こんにちは。中野です。
今回は、遺言書を書くことをオススメするケースの⑨として、「財産を与えたくない人がいるパターン」についてご説明いたします。
財産を与えたくない人とは
財産は、遺言書がなければ法律で定められた割合で分与されます。
しかし、財産を与えたくない人がいる場合は、遺言書を書く必要があります。
では、財産を与えたくない人とはどんなケース!?というと
- 独り身で相続人として兄弟姉妹・甥や姪がいるが、全員もしくは特定の人に分与したくない
- 子供がいない夫婦で配偶者にすべての財産を残したい。(兄弟姉妹には渡したくない)
- 特定の子供には分与したくない
- 前の配偶者との間にできた子には渡したくない
- 内縁の子や愛人の子に渡したくない
すべてを除くことはできない
法定相続人であれば、遺留分があるので、いくら遺言書で財産分与を指定してもその法定相続人が遺留分請求をしたら
本来もらえる額の2分の1は渡さなければいけません。
もし遺留分を請求しないで欲しいのであれば、遺言書に〇〇の理由によりこのような財産分与とする。遺留分請求はしないで欲しいなどの記載をするとある程度効果があると思います。
相続欠格事由
そもそも相続欠格事由というものがあります。(民法891条)
以下に記載された者は相続人から外れます。但し、その者の代襲相続人(例えば、その者の子)がいる場合は、その子が相続人になります。
- 故意に被相続人又は相続について先順位若しくは同順位にある者を死亡するに至らせ、又は至らせようとしたために、刑に処された者
- 被相続人が殺害されたことを知って、これを告発せず、又は告訴しなかった者。ただし、その者に是非の弁別がないとき、又は殺害者が自己の配偶者若しくは直系血族であったときは、この限りでない。
- 詐欺又は脅迫によって、被相続人が相続に関する遺言をし、撤回し、取り消し、又は変更することを妨げた者
- 詐欺又は脅迫によって、被相続人に相続に関する遺言をさせ、撤回させ、取り消させ、又は変更させた者
- 相続に関する被相続人の遺言書を偽造し、変造し、破棄し、又は隠匿した者
廃除事由
法律で自動的に相続人から外れる「相続欠格事由」に対して「廃除事由」というものがあります。(民法892条)」
相続廃除は、遺留分を有する推定相続人(配偶者、子、直系尊属)に非行や被相続人に対する虐待・侮辱がある場合に、被相続人の意思に基づいてその相続人の相続資格を剥奪することができます。
法律上定められている廃除事由には、「虐待」「重大な侮辱」「著しい非行」の3つがあげられます。

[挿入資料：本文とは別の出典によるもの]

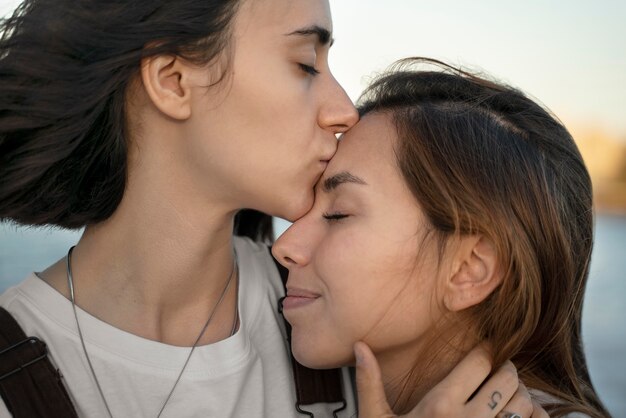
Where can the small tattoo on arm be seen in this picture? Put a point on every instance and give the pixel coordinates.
(495, 398)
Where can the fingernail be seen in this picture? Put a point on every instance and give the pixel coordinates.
(358, 354)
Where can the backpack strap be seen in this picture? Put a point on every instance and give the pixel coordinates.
(29, 385)
(312, 386)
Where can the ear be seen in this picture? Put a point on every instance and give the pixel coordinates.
(475, 273)
(166, 80)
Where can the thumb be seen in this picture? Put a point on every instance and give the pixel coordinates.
(369, 384)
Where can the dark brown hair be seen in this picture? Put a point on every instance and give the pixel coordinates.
(482, 158)
(65, 67)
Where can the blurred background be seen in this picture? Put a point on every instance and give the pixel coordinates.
(569, 55)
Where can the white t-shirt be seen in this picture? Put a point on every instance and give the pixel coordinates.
(246, 375)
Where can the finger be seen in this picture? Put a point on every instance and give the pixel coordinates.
(369, 384)
(469, 374)
(538, 411)
(520, 404)
(496, 392)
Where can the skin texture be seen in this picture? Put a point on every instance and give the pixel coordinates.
(364, 266)
(258, 139)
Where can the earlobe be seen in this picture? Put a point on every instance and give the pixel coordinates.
(475, 275)
(165, 80)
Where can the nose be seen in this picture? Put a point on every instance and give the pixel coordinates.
(290, 249)
(337, 113)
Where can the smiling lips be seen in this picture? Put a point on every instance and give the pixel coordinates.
(298, 297)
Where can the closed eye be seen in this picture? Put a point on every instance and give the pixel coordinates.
(330, 217)
(308, 69)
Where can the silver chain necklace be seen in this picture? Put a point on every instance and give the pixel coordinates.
(70, 282)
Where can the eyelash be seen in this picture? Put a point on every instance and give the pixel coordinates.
(334, 217)
(308, 69)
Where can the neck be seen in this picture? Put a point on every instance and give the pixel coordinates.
(158, 265)
(410, 372)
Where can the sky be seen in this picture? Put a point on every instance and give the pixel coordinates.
(569, 55)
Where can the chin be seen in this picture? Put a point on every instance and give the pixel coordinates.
(314, 356)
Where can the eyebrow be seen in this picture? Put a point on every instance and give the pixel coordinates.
(332, 182)
(323, 34)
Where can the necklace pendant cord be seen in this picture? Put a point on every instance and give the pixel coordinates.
(70, 282)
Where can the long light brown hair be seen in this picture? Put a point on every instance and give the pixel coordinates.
(482, 158)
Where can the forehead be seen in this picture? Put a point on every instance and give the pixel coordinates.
(279, 17)
(367, 151)
(369, 146)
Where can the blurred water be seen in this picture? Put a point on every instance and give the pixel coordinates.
(23, 250)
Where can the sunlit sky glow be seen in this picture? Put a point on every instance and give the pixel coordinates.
(571, 55)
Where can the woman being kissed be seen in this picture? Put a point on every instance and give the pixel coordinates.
(456, 212)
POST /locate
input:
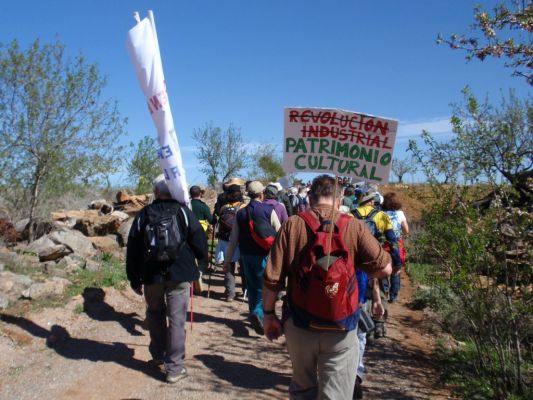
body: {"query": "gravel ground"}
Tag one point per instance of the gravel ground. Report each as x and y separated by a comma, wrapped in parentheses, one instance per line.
(101, 353)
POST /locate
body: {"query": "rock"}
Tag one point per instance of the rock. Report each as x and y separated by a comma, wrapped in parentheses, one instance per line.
(54, 252)
(90, 222)
(93, 266)
(101, 205)
(54, 286)
(4, 301)
(8, 233)
(106, 244)
(74, 240)
(12, 283)
(9, 257)
(124, 231)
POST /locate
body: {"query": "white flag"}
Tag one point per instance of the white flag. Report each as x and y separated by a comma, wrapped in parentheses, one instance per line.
(144, 52)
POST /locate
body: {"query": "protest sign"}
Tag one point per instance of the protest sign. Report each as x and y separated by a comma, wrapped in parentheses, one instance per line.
(144, 52)
(339, 142)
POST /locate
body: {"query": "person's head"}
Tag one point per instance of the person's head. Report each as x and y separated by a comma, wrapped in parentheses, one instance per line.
(348, 192)
(271, 192)
(196, 192)
(323, 190)
(255, 190)
(391, 202)
(234, 194)
(161, 189)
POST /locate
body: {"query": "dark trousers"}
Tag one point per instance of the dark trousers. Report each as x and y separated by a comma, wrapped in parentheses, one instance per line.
(166, 313)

- 「虐待」とは、被相続人に対する暴力や耐え難い精神的苦痛を与えること
- 「重大な侮辱」とは、被相続人の名誉や感情を著しく害すること
- 「著しい非行」とは、虐待・重大な侮辱という行為には該当しないものの、それに類する推定相続人の遺留分を否定することが正当といえる程度の非行をいいます。例えば、犯罪、服役、遺棄、被相続人の財産の浪費・無断処分、不貞行為、素行不良、長期の音信不通、行方不明等が挙げられます。
※相続の廃除は上記事由がある場合に、家庭裁判所で手続きをすることで効果が発生します。
また相続廃除の場合でも代襲相続が認められます。
まとめ
この人には財産を相続させたくないということはあると思います。
きちんとした手順を踏むことで、その者に財産を分与させないことも可能です。。
単に遺言書に記載しただけでは遺留分請求がありますので、詳しくは専門家にご相談ください。